The proliferation of the Internet of Health Things (IoHT) brings significant advancements to healthcare by enhancing connectivity and providing data-driven insights. It creates an environment where numerous smart healthcare sensors are interconnected across various networks and primarily monitor vital physiological parameters such as temperature, blood pressure, and heart rate, which measure a patient’s health [1]. Saheed and Arowolo [2] have discussed how these parameters interact with one another to distribute sensitive medical information that will be used by healthcare officials, hospitals, and physicians for medication and support. These confidential data are securely stored at data centers by various gateways and then transmitted to authorized users. The IoHT provides a medium that not only helps hospitals manage seamless services but also allows doctors to access patient information anytime, anywhere, in a digital manner. Suleski et al. [3,4] have discussed multi-factor authentication applications for next-generation authentication in the IoHT.

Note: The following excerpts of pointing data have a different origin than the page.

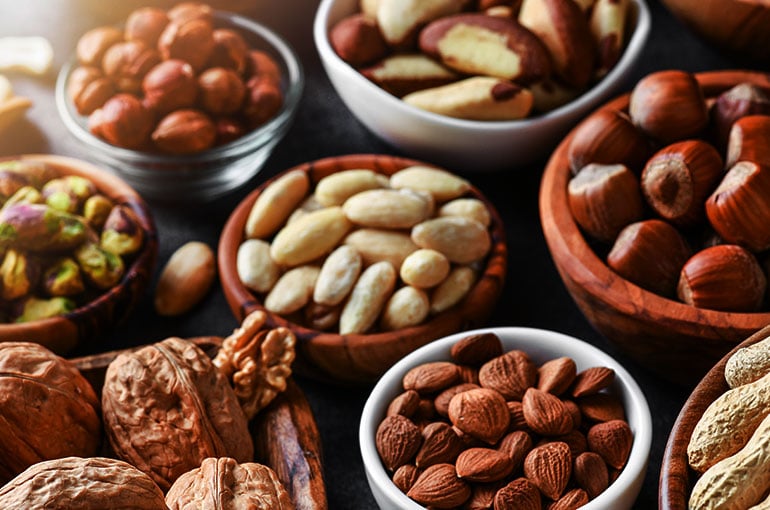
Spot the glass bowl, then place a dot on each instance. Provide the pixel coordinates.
(207, 175)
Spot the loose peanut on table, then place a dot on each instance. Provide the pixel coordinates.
(375, 253)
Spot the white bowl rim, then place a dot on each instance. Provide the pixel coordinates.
(632, 50)
(637, 409)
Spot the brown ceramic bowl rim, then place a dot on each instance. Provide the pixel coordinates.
(121, 193)
(675, 473)
(242, 301)
(611, 289)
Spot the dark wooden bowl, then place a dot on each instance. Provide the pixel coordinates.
(362, 357)
(88, 323)
(285, 434)
(676, 477)
(676, 341)
(738, 27)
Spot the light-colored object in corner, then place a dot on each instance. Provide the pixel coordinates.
(32, 54)
(540, 345)
(456, 143)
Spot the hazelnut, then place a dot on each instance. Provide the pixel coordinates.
(263, 101)
(93, 44)
(230, 50)
(749, 140)
(122, 121)
(127, 62)
(191, 10)
(741, 100)
(604, 199)
(650, 253)
(146, 24)
(739, 209)
(89, 89)
(678, 178)
(189, 40)
(726, 277)
(221, 90)
(170, 85)
(669, 106)
(357, 40)
(184, 132)
(608, 136)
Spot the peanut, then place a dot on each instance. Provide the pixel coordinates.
(728, 422)
(738, 481)
(186, 278)
(373, 288)
(276, 202)
(748, 364)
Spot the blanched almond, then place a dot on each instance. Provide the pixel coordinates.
(276, 202)
(309, 237)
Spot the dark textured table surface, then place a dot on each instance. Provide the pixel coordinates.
(534, 295)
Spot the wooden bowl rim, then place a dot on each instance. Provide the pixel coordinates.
(121, 193)
(242, 301)
(673, 488)
(607, 286)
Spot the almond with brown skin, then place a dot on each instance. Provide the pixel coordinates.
(592, 380)
(440, 444)
(441, 402)
(516, 445)
(556, 375)
(431, 377)
(481, 413)
(483, 465)
(520, 494)
(477, 349)
(545, 413)
(571, 500)
(590, 473)
(549, 467)
(397, 441)
(439, 487)
(510, 374)
(612, 440)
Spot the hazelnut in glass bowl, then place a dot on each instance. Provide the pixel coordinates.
(186, 104)
(365, 257)
(655, 212)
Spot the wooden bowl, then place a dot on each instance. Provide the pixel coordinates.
(676, 476)
(738, 27)
(285, 434)
(88, 323)
(361, 357)
(676, 341)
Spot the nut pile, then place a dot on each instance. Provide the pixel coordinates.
(675, 193)
(63, 242)
(730, 445)
(484, 59)
(176, 422)
(490, 429)
(363, 251)
(173, 81)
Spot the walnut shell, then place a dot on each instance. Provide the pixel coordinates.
(166, 408)
(224, 484)
(49, 409)
(79, 483)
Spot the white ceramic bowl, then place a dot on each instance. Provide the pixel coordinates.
(464, 145)
(540, 345)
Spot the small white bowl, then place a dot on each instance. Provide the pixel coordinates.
(540, 345)
(464, 145)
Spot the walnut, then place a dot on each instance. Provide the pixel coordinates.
(223, 483)
(166, 408)
(257, 362)
(80, 483)
(43, 396)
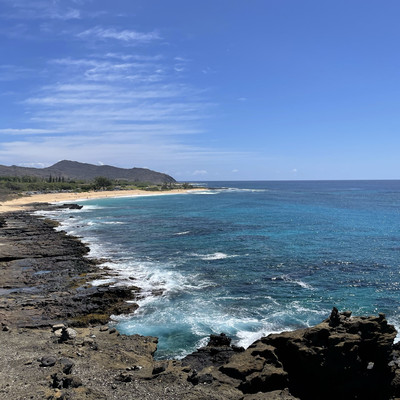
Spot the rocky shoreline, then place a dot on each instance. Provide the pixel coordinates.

However, it also introduces considerable cybersecurity challenges, and the implications of this for patients’ health as well as for patients’ privacy are a deep concern today [5]. As the IoHT becomes increasingly integrated into healthcare systems, the risk of cyberattacks targeting sensitive health data escalates, posing serious threats to patient confidentiality and the integrity of healthcare infrastructure. A Siemens healthcare report highlighted this issue in 2019 and discussed how hackers used data from electronic health records, such as social security numbers, credit card or bank account information, and even patient diagnosis histories, for blackmail or ransom purposes [6]. They also froze hospital services by hacking installed computers and related networks, demanding large sums of money. These incidents not only damage the hospital’s reputation but also erode patients’ trust in the hospital. Si-ahmed et al. [7] have surveyed the challenges posed by IoHT environments, such as the integration of a vast array of interconnected medical devices, the critical nature of real-time patient data, and the potential for physical harm resulting from compromised medical devices. Researchers have also discussed the possible threats at different levels, such as during data collection, transmission, and storage. Rasool et al. [8] discussed the necessity of security as well as privacy for medical IoHT networks and proposed that an AI-based approach could facilitate these requirements. The authors of [9] specifically discussed several attack vectors that might be launched to control smart medical devices like intelligent pacemakers and revealed their negative impacts on these devices. These factors significantly differ from traditional cyberattacks that primarily target centralized healthcare databases and IT infrastructure. IoHT-specific cyberattacks can exploit vulnerabilities unique to medical IoT devices, such as manipulating sensor data and hindering remote access to life-saving devices [10].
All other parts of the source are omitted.